It's teacher hunting season!

Tuesday, November 9, 2010

Will Chancellor Black reverse Klein's scourge on NYC education?

Joel Klein is getting replaced at the helm of the Dept of Ed.?
We could hope that the new chancellor will make great departures from the tenure of Mr. Klein, a tenure which wrecked terrible havoc upon NYC education.
Will she end the current emergency of multiple oversized classes, over the legal limit of registered students?
Will she end the destruction of the comprehensive high schools with diverse course offerings and clubs?
Will she end the closing of the large, traditional schools, and the overcrowding of weaker students from outside a district into selected schools, driving down their performance, all in the effort to close them down and reopen charter schools?
(For similar games that the Dept. of Education plays with pitting schools against each other, see this post at the Grassroots Education Movement, "Jane Addams Teacher Chronicles How NYCDOE Destroyed School With Poison Pill.")
Will she continue to trumpet her school system's accomplishments as utter genius, even while students score lower in the NAEP tests and among graduates from one-third of the New York City's high schools' graduates 70 percent of students entering CUNY programs needed courses in remedial English and Math?
Will she end the bias in resources and staffing levels of charter schools over public schools?
Will she end the overall scapegoating of teachers?
Will she end the scapegoating of teachers in episodes of misbehaving students?
Will she end the unprecedented (at least since the mid 1960s) aggressive posture of administrators toward teachers?
Will she end the seemingly deliberate replacement of teachers of color with students from elite schools?
Will she end the seemingly deliberate replacement of middle-aged teachers with “energetic, open minded,” read younger, less experienced (and easier to intimidate) teachers?
Will she end the mania of testing over teaching? ( --or Testing ueber alles?)
Will she end the mania of endless streams of consultants whose suggestions of “best practices” are outrageously naïve about conditions in NYC public schools?
Will she end the Orwellian/Kafkaesque labyrinth of the administrator allegations/student allegations/3020a hearings under Klein?
Will she end the closing out of parents from any policy voice on education matters?
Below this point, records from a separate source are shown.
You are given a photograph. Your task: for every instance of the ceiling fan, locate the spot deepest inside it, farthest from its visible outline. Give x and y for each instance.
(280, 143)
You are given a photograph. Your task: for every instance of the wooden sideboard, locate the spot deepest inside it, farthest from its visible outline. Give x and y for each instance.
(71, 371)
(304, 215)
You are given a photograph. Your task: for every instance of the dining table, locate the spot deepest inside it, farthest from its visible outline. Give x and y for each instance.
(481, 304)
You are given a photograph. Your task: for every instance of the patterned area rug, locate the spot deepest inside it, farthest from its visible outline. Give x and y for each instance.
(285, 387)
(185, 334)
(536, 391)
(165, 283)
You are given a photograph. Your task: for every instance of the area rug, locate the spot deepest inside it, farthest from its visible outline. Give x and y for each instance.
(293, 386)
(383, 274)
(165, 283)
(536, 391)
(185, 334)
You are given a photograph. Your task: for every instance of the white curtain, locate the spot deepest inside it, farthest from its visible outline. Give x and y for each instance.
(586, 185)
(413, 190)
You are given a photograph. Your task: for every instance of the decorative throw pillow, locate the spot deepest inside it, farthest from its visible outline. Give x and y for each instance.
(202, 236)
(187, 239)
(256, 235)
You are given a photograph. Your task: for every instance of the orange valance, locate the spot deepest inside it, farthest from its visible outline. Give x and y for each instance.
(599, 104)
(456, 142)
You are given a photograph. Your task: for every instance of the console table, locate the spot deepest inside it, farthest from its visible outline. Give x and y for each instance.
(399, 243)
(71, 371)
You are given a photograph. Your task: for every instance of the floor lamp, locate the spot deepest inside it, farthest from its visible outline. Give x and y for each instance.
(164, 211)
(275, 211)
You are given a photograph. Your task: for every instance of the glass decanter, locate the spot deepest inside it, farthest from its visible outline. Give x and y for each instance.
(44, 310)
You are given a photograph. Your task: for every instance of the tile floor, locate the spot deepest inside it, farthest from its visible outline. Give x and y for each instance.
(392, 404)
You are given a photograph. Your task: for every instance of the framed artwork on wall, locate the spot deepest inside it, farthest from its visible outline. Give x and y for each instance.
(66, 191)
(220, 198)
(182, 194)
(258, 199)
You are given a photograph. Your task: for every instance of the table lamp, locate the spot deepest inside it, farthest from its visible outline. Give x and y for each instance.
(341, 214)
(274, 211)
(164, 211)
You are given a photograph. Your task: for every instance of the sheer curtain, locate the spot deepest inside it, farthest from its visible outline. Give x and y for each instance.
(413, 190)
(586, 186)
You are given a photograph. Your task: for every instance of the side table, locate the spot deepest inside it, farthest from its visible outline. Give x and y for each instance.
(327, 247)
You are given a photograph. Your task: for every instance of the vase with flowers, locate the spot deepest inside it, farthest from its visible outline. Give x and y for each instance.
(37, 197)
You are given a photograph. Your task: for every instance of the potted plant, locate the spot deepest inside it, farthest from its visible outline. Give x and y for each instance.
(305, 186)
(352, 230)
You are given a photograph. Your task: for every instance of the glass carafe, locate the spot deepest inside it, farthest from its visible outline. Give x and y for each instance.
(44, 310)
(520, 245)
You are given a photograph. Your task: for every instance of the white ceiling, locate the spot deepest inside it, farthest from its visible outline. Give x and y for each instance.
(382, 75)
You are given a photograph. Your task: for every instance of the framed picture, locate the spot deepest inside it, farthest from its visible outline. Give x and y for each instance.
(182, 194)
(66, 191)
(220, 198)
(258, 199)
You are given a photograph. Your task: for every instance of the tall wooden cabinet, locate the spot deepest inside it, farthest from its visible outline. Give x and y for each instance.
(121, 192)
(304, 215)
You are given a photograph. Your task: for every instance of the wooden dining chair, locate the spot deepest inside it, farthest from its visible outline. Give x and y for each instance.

I'm not holding my breath. Mayor Michael Bloomberg's absurdist selection of Cynthia Black, a media CEO (at Hearst magazines) suggests that we're in for more of the same. Truth cannot get ludicrous than fiction. Klein took an offer to become an Executive Vice President at the News Corporation. The News Corporation, in case you have not noticed, owns the loudest, most aggressively anti-teacher (and civil servants in general) newspaper in New York City, "The New York Post." (We can always be out happy that Bloomberg didn't choose the Washington Terror in the form of Michelle Rhee.)
ADDENDUM
As some posters to news articles are writing, but the "Times" seems to be forgetting,
this appointment will need a waiver authorization from State Education Commissioner David Steiner. People are going to have to wake up and stop believing the fudged data and the blind eye over Regents test scrubbing that Bloomberg relied upon in order to tout his false claim of advances in the last eight years; people that care about quality education for the city's students should insist upon some with an educator's background.
Will the "Times," WNYC and other media outlets fall in line with Bloomberg's emperor's new clothes nonsense and wax about the "savvy" with this "imaginative" choice of a chancellor?